Workers' compensation rights defended

June 6, 2001
Issue 

BY LISA MACDONALD

SYDNEY — Chanting "Hands off workers' comp!", 2000 construction workers and their supporters brought lunchtime traffic to a halt as they marched through the city on May 29. The rally was smaller than originally expected due to a torrential downpour which flooded some city streets earlier that morning and drove many workers home.

The action was called by the construction division of the Construction, Forestry, Mining and Energy Union (CFMEU) after a NSW Labor Council rally, which had been scheduled for that day, was cancelled.

The Labor Council called the combined-unions rally off when the state Labor government agreed to negotiate on the details of its proposed changes to workers' compensation law. The CFMEU is calling for the proposed legislation to be withdrawn, not merely amended.

Carrying CFMEU, Australian Manufacturing Workers Union and Electrical Trades Union flags, and supported by small contingents of officials from the NSW Teachers Federation and the Public Sector Association, the majority of marchers were city construction site workers who went on strike to join the demonstration.

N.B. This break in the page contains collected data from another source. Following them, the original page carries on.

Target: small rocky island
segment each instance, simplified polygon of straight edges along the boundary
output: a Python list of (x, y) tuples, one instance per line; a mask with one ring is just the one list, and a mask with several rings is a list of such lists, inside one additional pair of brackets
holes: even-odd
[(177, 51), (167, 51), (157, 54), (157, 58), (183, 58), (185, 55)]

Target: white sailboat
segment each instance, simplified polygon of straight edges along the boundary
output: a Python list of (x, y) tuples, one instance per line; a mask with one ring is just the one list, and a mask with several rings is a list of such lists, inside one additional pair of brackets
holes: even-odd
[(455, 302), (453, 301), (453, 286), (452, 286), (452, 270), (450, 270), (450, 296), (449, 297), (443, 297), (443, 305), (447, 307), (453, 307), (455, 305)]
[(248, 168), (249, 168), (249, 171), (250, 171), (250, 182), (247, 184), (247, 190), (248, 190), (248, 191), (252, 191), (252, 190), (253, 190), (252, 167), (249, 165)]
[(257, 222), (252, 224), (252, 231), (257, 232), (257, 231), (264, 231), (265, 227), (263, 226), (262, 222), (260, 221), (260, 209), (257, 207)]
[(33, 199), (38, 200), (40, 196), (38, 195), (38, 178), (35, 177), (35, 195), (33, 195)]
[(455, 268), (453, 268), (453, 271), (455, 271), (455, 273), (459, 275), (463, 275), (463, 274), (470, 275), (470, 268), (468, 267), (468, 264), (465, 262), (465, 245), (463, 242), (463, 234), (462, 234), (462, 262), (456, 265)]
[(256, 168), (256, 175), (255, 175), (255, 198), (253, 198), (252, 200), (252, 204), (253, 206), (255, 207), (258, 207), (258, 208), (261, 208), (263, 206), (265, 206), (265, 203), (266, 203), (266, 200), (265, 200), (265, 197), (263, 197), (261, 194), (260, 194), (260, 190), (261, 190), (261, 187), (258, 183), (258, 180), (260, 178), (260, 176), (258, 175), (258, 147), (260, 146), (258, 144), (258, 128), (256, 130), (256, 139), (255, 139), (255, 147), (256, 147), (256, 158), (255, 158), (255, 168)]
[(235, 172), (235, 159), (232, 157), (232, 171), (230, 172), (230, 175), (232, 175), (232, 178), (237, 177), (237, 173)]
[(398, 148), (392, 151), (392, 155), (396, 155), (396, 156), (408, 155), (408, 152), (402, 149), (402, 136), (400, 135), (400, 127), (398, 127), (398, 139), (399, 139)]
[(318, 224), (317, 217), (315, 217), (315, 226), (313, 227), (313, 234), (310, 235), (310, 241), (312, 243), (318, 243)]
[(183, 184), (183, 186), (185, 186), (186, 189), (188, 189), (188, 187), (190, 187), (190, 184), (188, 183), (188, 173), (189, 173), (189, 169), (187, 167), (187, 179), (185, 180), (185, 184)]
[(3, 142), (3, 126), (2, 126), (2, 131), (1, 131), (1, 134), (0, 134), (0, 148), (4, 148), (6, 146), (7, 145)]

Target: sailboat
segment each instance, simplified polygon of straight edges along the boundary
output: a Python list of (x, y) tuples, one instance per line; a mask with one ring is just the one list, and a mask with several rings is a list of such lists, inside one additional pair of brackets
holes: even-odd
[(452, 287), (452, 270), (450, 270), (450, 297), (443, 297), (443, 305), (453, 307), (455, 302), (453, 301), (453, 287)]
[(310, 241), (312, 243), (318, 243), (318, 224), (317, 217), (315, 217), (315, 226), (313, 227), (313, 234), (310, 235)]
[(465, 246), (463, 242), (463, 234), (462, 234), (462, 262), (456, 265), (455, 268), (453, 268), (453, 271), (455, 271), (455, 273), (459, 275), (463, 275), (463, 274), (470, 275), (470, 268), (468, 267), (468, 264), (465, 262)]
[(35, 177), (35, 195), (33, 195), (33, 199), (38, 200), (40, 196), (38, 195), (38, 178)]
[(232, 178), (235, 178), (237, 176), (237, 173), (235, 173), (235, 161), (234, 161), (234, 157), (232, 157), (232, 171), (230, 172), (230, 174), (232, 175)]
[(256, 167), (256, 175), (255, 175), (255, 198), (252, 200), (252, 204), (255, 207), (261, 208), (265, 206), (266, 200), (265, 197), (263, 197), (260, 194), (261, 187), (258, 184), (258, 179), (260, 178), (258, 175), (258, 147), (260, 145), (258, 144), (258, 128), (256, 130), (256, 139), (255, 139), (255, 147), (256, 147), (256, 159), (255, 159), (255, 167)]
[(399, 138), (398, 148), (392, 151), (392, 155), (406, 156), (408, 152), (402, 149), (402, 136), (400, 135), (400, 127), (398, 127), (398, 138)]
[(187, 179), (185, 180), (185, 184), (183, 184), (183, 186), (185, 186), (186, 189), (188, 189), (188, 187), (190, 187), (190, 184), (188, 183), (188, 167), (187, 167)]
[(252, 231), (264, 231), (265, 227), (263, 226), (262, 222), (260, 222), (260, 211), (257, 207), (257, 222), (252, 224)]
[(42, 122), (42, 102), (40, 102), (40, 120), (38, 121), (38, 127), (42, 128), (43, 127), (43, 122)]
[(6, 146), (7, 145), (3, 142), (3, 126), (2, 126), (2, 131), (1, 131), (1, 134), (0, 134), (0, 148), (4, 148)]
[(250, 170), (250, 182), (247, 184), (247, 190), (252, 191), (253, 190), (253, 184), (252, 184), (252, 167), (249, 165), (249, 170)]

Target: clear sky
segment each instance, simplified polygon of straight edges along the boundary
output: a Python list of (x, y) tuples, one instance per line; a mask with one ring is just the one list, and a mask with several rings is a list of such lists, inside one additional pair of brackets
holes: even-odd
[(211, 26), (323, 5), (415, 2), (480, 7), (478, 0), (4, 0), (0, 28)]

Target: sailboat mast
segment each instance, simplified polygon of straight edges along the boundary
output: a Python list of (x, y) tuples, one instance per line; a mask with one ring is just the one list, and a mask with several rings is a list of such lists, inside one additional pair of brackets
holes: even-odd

Before the march, at Town Hall Square, Iggy Kim, who has recently returned from South Korea, spoke about the Daewoo workers' struggle there. His appeal for solidarity from workers in Australia was strongly applauded and the protesters gave generously to a bucket collection.

Outside Parliament House, where the march ended, the crowd was addressed by the state secretary of the CFMEU's construction division, Andrew Ferguson, who condemned the Premier Bob Carr's Labor government for blaming workers for the blow-out in workers' compensation costs rather than targeting employers' failure to pay proper workers' compensation premiums. He then called on unionists to vote for the ALP in the upcoming federal election, to stop the Howard government's attacks on workers' rights.

Greg Combet from the ACTU, while pledging the peak body's support for NSW unions' campaign against the proposed workers' compensation changes, also focussed his fire on the Howard government. "We need to change the federal government", he said. He did not address the issue on the minds of most of the workers present: that Labor is not much better.

The next speaker, Labor Council secretary Michael Costa, received a muted welcome, interspersed with booing. He spouted a lot of left rhetoric, including threatening to "call a general strike, if that's what it takes", but limited his criticism of the Carr government's attack on workers' compensation to its failure to consult with the union leaderships about the content of the attack.

With unabashed hypocrisy, Costa congratulated the CFMEU and those present on going ahead with the rally and march, and urged them to "continue the struggle".

A 20,000-signature petition calling for the draft legislation to be scrapped was presented to ALP MLC Ian West, before CFMEU construction division national secretary John Sutton addressed the crowd.

After the lukewarm reception given to most of the speakers, the very supportive response to the last speaker, former rigger Todd Philcott, who lost a leg many years ago while he was a safety representative in the industry, reflected the disgruntlement that many workers feel with, not only politicians, but also their union officials.

Philcott described horrific workplace accidents he had witnessed 25 years ago and stated that safety conditions are no better today. Two Sydney construction workers have been killed on the job in the last fortnight alone. He finished up by spelling out what none of the officials had mentioned: that since all of the employers' profits are created by the workers, the employers, not workers, should pay when workers are injured or killed. We need a world which puts "people before profits, workers before profits", he declared.

If one thing was clear by the end of the rally, it was that the Labor Council's defeatist strategy of shifting this fight away from industrial action and public demonstrations to an "independent" inquiry and behind-closed-doors negotiations is out of sync with the desires of many trade unionists.